Kerajaan Wengker adalah kerajaan yang pernah berdiri di wilayah Kabupaten Ponorogo. Wilayah kekuasaannya berada di bagian barat Gunung Wilis hingga bagian timur Gunung Lawu.[1] Dan juga meliputi sebagian wilayah Surakarta,pacitan,trenggalek dan karesidenan madiun
Etimologi
Nama Kerajaan Wengker berasal dari keratabasabahasa Jawa "wêwêngkon kang angkêr" yang berarti wilayah yang menakutkan. Penamaan ini didasari oleh banyaknya bandit di wilayah kekuasaan Kerajaan Wengker, terutama di antara Gunung Wilis dan Gunung Lawu. Selain itu, penguasa Kerajaan Wengker sering memberontak kepada Kerajaan Kahuripan pada masa pemerintahan Airlangga.[2]
Wilayah kekuasaan
Pusat Kerajaan Wengker diduga berada di daerah Kecamatan Jetis dan Kecamatan Sambit di Kabupaten Ponorogo.[3] Kerajaan Wengker merupakan kerajaan dengan wilayah yang berada di antara pegunungan. Wilayahnya terbagi-bagi antara Gunung Wilis di batas timur, Gunung lawu di batas barat, dan pegunungan Seribu di batas selatan. Topopgrafi ini membuat Kerajaan Wengker sulit dijangkau dari daerah luar dan pemukiman yang terpusat menjadi sulit terbentuk.[4]

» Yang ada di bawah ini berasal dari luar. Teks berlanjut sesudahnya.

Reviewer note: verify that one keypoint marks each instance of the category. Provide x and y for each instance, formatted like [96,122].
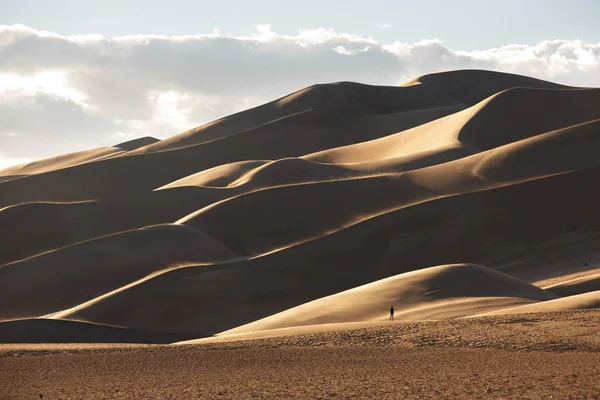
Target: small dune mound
[58,331]
[222,176]
[137,143]
[577,302]
[441,292]
[576,286]
[471,86]
[352,96]
[292,170]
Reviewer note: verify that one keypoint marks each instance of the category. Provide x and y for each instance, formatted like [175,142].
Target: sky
[81,74]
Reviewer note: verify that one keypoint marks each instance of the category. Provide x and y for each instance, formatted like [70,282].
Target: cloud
[65,93]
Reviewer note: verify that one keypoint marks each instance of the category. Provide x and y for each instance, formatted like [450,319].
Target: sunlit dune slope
[438,292]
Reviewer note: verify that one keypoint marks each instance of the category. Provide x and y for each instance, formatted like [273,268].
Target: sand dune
[576,286]
[56,331]
[69,276]
[436,292]
[324,206]
[576,302]
[33,228]
[470,86]
[62,161]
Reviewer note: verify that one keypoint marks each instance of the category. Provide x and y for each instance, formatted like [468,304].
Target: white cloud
[63,93]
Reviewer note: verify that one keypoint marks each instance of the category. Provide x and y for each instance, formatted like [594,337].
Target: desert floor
[550,355]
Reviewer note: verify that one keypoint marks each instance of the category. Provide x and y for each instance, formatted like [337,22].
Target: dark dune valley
[461,198]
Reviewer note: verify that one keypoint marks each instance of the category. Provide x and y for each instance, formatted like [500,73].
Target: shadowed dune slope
[470,86]
[427,293]
[137,143]
[69,276]
[57,331]
[62,161]
[76,158]
[33,228]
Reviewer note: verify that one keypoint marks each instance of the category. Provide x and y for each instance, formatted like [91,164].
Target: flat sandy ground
[552,355]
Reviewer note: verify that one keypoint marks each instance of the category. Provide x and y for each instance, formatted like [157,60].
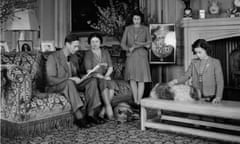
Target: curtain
[62,20]
[152,10]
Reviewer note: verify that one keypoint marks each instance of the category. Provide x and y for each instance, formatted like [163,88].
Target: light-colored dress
[91,60]
[137,66]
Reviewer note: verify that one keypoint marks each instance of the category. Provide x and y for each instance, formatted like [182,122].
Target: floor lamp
[22,21]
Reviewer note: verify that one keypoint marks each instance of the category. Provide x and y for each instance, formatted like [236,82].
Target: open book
[86,76]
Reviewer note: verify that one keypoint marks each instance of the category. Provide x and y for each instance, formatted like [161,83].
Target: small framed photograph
[4,47]
[163,50]
[47,46]
[25,45]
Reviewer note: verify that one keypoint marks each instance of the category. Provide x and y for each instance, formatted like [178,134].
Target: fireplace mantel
[209,29]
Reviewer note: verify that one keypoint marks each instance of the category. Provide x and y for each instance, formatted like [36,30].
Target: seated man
[60,79]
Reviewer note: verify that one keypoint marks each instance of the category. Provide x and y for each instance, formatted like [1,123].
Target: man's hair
[137,13]
[201,43]
[70,38]
[97,35]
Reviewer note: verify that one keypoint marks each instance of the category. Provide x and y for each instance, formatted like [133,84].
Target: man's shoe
[101,120]
[93,120]
[81,123]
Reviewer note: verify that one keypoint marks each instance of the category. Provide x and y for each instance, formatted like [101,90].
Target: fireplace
[224,35]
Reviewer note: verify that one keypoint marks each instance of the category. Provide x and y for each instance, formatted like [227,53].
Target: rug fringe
[38,127]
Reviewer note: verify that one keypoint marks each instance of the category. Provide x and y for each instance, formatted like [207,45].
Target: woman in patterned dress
[97,56]
[136,39]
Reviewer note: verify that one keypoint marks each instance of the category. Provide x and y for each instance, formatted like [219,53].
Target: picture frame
[25,45]
[3,47]
[163,49]
[47,46]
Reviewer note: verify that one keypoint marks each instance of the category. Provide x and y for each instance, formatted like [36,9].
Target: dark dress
[137,66]
[91,60]
[58,73]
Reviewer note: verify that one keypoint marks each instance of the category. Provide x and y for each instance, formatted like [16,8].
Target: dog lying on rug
[179,92]
[124,113]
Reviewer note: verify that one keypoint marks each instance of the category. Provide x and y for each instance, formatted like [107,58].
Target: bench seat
[225,110]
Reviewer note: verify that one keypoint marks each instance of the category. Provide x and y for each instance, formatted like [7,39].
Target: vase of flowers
[8,8]
[113,18]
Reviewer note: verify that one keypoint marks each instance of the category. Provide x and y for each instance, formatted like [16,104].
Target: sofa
[26,108]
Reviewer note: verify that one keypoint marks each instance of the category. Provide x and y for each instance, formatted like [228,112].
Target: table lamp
[23,20]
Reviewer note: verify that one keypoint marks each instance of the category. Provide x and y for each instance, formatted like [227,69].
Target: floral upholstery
[24,100]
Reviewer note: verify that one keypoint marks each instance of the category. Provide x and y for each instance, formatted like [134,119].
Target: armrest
[17,92]
[17,73]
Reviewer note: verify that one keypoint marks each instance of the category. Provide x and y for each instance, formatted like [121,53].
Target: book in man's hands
[88,75]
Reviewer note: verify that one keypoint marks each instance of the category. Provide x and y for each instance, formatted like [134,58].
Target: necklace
[97,55]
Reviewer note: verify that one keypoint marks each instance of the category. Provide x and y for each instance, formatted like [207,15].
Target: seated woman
[100,56]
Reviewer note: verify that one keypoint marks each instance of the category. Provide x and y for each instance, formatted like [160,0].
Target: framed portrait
[4,47]
[163,49]
[47,46]
[25,45]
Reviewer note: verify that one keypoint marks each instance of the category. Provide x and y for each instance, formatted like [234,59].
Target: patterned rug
[111,133]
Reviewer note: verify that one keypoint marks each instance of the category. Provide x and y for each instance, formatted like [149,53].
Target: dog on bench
[178,92]
[124,113]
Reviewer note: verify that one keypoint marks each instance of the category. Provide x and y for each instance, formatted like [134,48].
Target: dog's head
[177,92]
[122,112]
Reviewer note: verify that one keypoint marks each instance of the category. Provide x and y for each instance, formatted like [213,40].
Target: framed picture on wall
[163,50]
[3,47]
[25,45]
[47,46]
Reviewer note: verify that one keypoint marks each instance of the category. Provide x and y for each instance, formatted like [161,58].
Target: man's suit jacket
[213,82]
[57,68]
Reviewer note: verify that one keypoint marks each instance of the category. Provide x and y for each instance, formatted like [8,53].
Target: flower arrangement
[113,18]
[8,8]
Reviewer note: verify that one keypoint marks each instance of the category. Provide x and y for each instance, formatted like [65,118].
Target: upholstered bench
[229,110]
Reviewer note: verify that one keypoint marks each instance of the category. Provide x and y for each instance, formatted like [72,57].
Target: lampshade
[23,20]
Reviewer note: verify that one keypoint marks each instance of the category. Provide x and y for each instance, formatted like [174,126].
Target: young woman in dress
[100,56]
[206,73]
[136,40]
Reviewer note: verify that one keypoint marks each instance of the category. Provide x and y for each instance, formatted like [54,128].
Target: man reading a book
[62,78]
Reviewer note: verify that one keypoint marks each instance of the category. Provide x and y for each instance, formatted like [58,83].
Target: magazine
[88,75]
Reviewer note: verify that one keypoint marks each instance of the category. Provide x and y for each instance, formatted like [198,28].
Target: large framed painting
[163,49]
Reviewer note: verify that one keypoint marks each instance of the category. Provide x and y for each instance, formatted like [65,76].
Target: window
[84,11]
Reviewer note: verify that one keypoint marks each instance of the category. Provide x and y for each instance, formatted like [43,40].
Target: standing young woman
[206,73]
[136,39]
[100,56]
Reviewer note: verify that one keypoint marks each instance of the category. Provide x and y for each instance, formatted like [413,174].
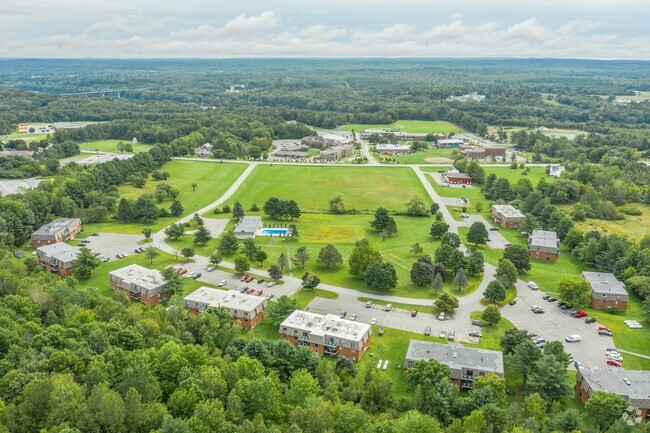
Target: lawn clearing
[428,126]
[111,146]
[363,188]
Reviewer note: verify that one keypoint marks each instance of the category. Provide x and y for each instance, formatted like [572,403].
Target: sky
[599,29]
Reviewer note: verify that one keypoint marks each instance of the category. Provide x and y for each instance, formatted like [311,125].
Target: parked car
[614,363]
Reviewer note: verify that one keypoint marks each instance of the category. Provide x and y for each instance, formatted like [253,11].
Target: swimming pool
[274,232]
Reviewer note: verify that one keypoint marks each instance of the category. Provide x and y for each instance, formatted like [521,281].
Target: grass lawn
[363,189]
[99,278]
[491,335]
[428,126]
[361,127]
[213,180]
[111,146]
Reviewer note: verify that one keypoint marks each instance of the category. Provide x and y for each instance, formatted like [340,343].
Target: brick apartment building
[606,291]
[543,245]
[507,216]
[59,230]
[139,283]
[327,335]
[247,310]
[60,258]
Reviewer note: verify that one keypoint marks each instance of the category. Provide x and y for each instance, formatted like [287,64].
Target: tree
[242,264]
[417,207]
[416,249]
[249,249]
[85,263]
[460,279]
[237,210]
[437,283]
[228,243]
[187,252]
[605,408]
[491,315]
[310,281]
[523,358]
[422,272]
[475,263]
[282,262]
[381,221]
[215,258]
[495,292]
[275,272]
[151,253]
[336,205]
[302,255]
[506,272]
[381,276]
[280,310]
[477,234]
[447,302]
[202,235]
[438,229]
[174,231]
[574,291]
[124,210]
[173,281]
[176,209]
[519,257]
[362,257]
[391,228]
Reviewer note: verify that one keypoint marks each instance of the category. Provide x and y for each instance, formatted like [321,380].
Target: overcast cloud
[336,28]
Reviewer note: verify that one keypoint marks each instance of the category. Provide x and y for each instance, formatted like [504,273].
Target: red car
[614,363]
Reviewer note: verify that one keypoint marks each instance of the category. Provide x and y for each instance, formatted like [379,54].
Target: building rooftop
[507,210]
[56,226]
[231,299]
[604,283]
[616,380]
[140,276]
[456,356]
[248,224]
[330,325]
[60,251]
[544,238]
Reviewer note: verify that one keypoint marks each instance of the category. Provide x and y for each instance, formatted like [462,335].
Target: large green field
[428,126]
[111,146]
[213,180]
[362,188]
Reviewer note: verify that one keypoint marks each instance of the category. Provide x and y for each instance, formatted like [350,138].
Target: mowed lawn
[428,126]
[111,146]
[212,180]
[362,188]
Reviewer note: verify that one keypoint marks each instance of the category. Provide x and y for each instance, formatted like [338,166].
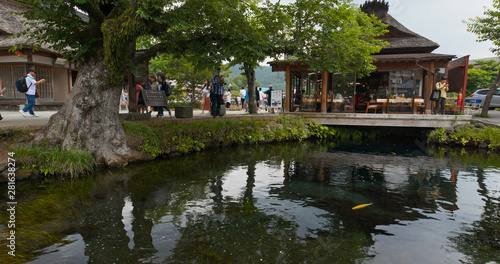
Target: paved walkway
[16,120]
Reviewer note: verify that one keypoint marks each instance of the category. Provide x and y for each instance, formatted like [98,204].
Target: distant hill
[265,76]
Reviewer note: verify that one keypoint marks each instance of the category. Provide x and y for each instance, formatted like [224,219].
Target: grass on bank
[193,137]
[467,135]
[50,161]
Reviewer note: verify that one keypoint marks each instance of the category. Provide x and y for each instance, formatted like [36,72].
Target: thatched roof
[10,24]
[400,38]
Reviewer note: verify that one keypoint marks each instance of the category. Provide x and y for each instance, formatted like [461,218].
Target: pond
[285,203]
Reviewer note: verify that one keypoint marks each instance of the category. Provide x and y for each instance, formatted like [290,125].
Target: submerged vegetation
[151,140]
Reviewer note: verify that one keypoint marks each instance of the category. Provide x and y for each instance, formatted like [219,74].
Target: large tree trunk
[250,73]
[90,118]
[489,96]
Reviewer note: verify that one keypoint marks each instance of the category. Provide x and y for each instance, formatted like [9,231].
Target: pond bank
[170,137]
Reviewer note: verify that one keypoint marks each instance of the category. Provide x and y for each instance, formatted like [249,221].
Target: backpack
[21,85]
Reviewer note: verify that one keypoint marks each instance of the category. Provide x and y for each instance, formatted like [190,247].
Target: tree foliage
[486,28]
[334,35]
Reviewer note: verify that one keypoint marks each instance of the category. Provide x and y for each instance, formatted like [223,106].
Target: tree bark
[90,118]
[250,73]
[487,100]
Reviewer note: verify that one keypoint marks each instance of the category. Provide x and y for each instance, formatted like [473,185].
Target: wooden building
[406,71]
[49,65]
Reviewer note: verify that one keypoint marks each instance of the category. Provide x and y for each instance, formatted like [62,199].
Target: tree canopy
[481,76]
[486,28]
[101,35]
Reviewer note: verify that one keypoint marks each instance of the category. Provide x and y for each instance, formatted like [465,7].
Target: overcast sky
[441,22]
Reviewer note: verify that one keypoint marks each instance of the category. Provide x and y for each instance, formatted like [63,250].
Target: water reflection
[290,203]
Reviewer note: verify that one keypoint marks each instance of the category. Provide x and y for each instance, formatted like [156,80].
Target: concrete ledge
[135,117]
[183,111]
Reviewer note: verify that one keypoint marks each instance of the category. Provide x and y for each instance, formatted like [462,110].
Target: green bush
[197,136]
[50,161]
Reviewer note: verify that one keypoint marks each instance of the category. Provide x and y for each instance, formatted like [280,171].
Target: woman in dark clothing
[164,86]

Kerajaan Wengker menjadi salah satu bawahan dari Kerajaan Majapahit. Kerajaan ini menjadi salah satu bagian penting dalam lingkungan politik Kerajaan Majapahit, sehingga diberi kekuasaan secara mandiri.[5]
Keagamaan
Kerajaan Wengker merupakan kerajaan yang sebagian penduduknya beragama Hindu. Penduduknya sering melakukan ritual mistik dan memberikan sesajen pada penguasa tempat-tempat yang dikeramatkan.[6]
Kesenian
Kesenian Reog merupakan salah satu hasil perkembangan budaya dari Kerajaan Wengker.[7] Reog digunakan dalam latihan perang yang diiringi dengan gamelan.[8] Salah satu cerita tentang warok berasal dari kisah pertentangan Kerajaan Wengker dan Kerajaan Majapahit. Ki Ageng Kutu menjadi pemimpin bagi Kerajaan Wengker, sedangkan Kerajaan Majapahit dipimpin oleh Bhre Kertabumi, Prabu Brawijaya V.[9]
Kebudayaan
Warok
Warok adalah gelar yang digunakan oleh raja Kerajaan Wengker yang bernama Prabu Jaka Bagus (Sri Gasakan). Gelar ini mulai digunakan pada tahun 941 Masehi. Selanjutnya gelar ini berubah makna menjadi gelar kehormatan bagi orang yang menguasai ilmu kanuragan.[10] Para warok kemudian bertugas menjadi pelindung di wilayah-wilayah Kerajaan Wengker.[11]
Gemblak
Gemblak merupakan tradisi bagi para pemlik gelar Warok. Tradisi ini berupa menunda pernikahan atau tidak menjalin hubungan dengan wanita sama sekali. Gemblak merupakan salah satu paham dari ilmu kanuragan.[12]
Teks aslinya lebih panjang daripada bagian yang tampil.